The dissent went on, further, to emphasize the factual findings that were made by the trial judge about the lack of good faith in the pre-legislative consultations—despite the BC Government claiming to have met the standard of section 2(d).
The decision at the BCCA is surprising in the context of Health Services, which noted the importance of “meaningful” consultation by governments with unions before passing legislation affecting collective bargaining rights. Meaningful consultation is the standard to be met to uphold the right to freedom of association under the Charter. Yet, on the facts of the instant case, there is no doubt that the government did not consult with the British Columbia Teachers’ Federation (“BCTF”) in any meaningful way before going ahead with the legislation—legislation that limited the scope and topics of collective bargaining. Indeed, this was the finding of the trial judge based on the evidence before her.
In contrast with the expansive approaches to freedom of association enumerated by the SCC in previous cases, the majority in BC Teachers provided a limited scope. The position the BCCA advanced would not provide a negotiation process that employees could “effectively control or influence.” As a result, it is hopeful that the SCC will grant leave to appeal of the decision in BC Teachers.

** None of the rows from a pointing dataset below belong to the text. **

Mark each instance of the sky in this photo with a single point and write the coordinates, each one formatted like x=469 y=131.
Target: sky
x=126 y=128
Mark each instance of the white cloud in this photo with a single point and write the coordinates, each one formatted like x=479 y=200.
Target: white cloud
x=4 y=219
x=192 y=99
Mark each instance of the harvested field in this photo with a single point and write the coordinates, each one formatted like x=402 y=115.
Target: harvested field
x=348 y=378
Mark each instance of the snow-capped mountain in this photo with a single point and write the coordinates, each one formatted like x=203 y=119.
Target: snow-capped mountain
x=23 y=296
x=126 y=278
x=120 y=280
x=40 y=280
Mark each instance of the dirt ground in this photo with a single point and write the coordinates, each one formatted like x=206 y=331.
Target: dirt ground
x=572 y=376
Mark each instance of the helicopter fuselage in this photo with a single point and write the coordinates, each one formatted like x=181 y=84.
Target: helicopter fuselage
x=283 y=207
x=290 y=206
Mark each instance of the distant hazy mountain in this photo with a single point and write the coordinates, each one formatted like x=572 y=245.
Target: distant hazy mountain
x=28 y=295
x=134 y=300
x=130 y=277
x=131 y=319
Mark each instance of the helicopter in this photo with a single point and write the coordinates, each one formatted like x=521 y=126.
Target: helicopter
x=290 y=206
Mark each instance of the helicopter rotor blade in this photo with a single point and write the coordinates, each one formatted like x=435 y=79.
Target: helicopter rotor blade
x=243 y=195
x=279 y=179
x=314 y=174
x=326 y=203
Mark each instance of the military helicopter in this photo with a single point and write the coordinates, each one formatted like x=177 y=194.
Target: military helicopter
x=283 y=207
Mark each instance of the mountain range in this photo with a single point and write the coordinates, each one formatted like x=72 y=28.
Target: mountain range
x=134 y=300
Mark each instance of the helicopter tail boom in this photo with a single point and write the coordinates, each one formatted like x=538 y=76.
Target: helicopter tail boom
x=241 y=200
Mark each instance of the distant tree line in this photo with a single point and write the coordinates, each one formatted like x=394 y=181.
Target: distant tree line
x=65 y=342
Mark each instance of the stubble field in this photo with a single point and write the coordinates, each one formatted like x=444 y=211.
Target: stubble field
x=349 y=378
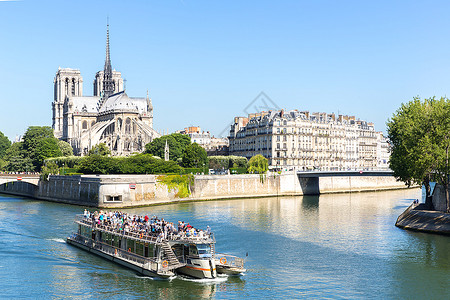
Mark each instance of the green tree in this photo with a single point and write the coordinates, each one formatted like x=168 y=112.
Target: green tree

With respect to the majority of the BCCA, it appears that they erred in their standard of review of the trial judge’s factual findings. Furthermore, given the decision in Saskatchewan, it is doubtful that the SCC will uphold this view if the appeal is heard of BC Teachers. It is hopeful that leave to the SCC will be granted in this case and that the BCTF may finally gain some closure out of the lengthy litigation—and have their collective bargaining rights respected by the BC Government.